I’m very sensitive today about this, as I’ve spent the day testing Postgres 12 (which according to the release notes is plainly faster than 11 simply by upgrading) and I have not seen that assertion in our particular use case. And yes, I know our schema is not the best, this happens when “you need to move fast and not break things” but there I am now, facing certain hardware constraints trying to make tweaks until we migrate.
So it does not matter, at least to me, that feature X is there, unless someone has a story to share how they migrated to that feature.
I know this can be read like I am seeking free consulting. No I am not. I am just ranting to feel better. I am not even attacking the blog posts, or the people who wrote them. They do provide valuable service to the community.
I think, when you start hitting I/O or CPU constraints on your PG cluster(s), the easiest solution is throw more hardware at the problem, and it basically just goes away. You can do this for a LONG time usually, as machines that can run PG can get pretty big. But the more correct answer is, when you start hitting these limits, it’s time to get a professional into the mix. This is true for ANY data store, not just PG. Professionals tend to know the in/outs of the datastore tech, and how to tweak it for best perf with your use case.
Yes it has a lot of tweaks, and some of that you can test and do yourself, if you have a proper testing environment, but if you are part of the move fast and break things mindset, it’s probably easier to just reach out to a PG shop, and let them fix you up.
The other thing to do, even before you start hitting these limits, is to consider whether the assumptions embedded in your architecture are still valid.
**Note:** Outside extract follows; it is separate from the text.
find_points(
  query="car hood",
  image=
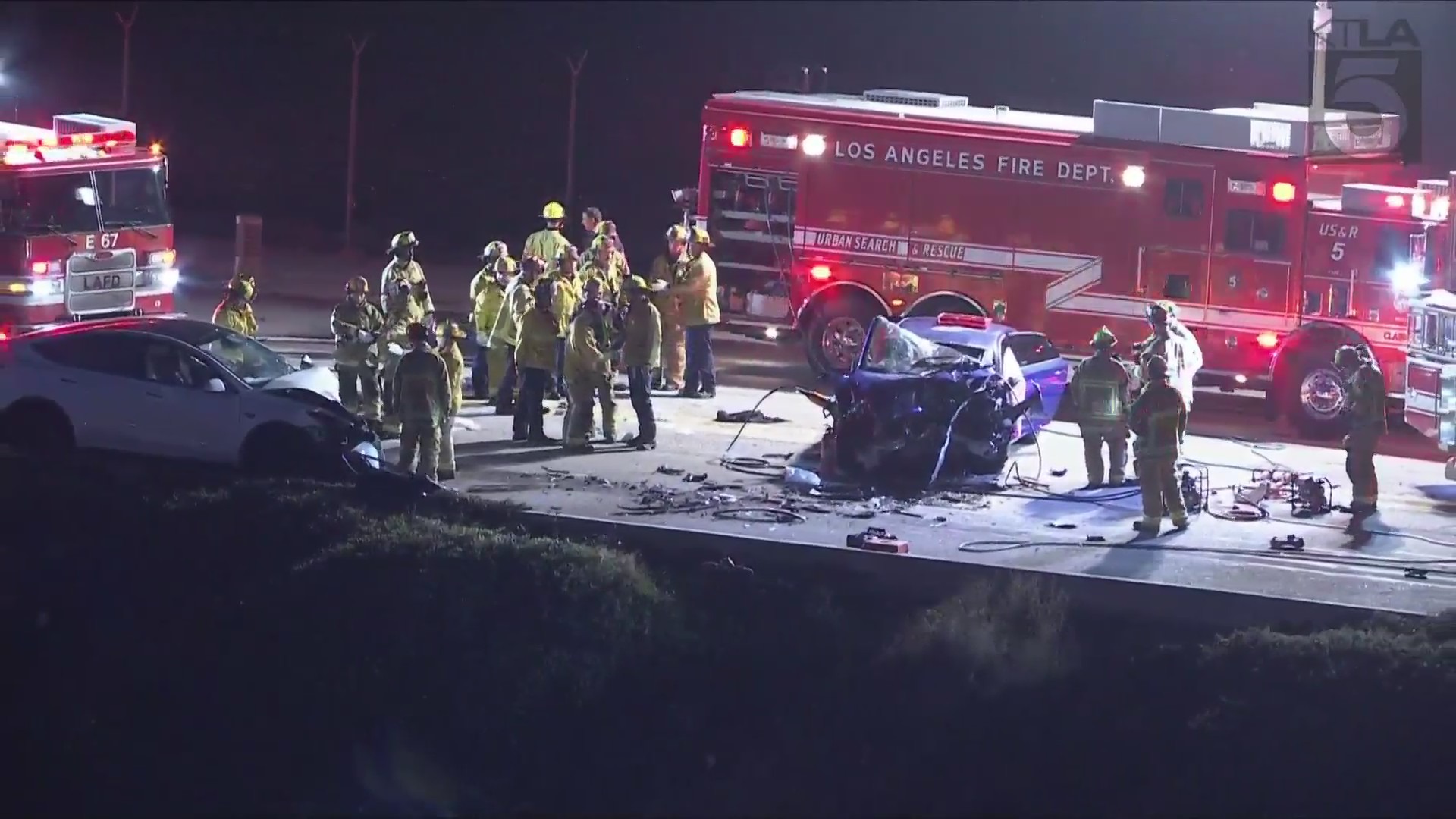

You might still need a single relational source of truth, but perhaps you can move some of the traffic off of the canonical data store, for instance. Maybe you’re misusing your database because that was the correct trade-off to accept, but it’s becoming less tenable.
Agreed, but for me that’s sort of an annual/bi-yearly type of review(time frame fungible depending on growth-rate), where you go through your architecture, and see what’s working, what’s not working, what needs tweaking/replacing, etc.
It just seems like something that rarely happens, and the costs of not doing it are compounding. Maybe I’m just a little sensitive at the moment because my team is struggling with a mountain of unmaintained systems that are full of horrible bodges and hacks that almost certainly made sense at the time.
Put it in your calendar for a year from now.. review your architecture/planning decisions and make sure they still make sense ;)
For my shop, I make it a point to do it once a year, in report format and send it upstream. It also lets us know where we should be focusing our energy, etc.
There is HyperLogLog type available for Postgres as well, and as @vladislavp said, there is TimescaleDB that provides fast aggregation of log data, so even in that 2 cases you probably do not need other data store (till you reach limits of the PG).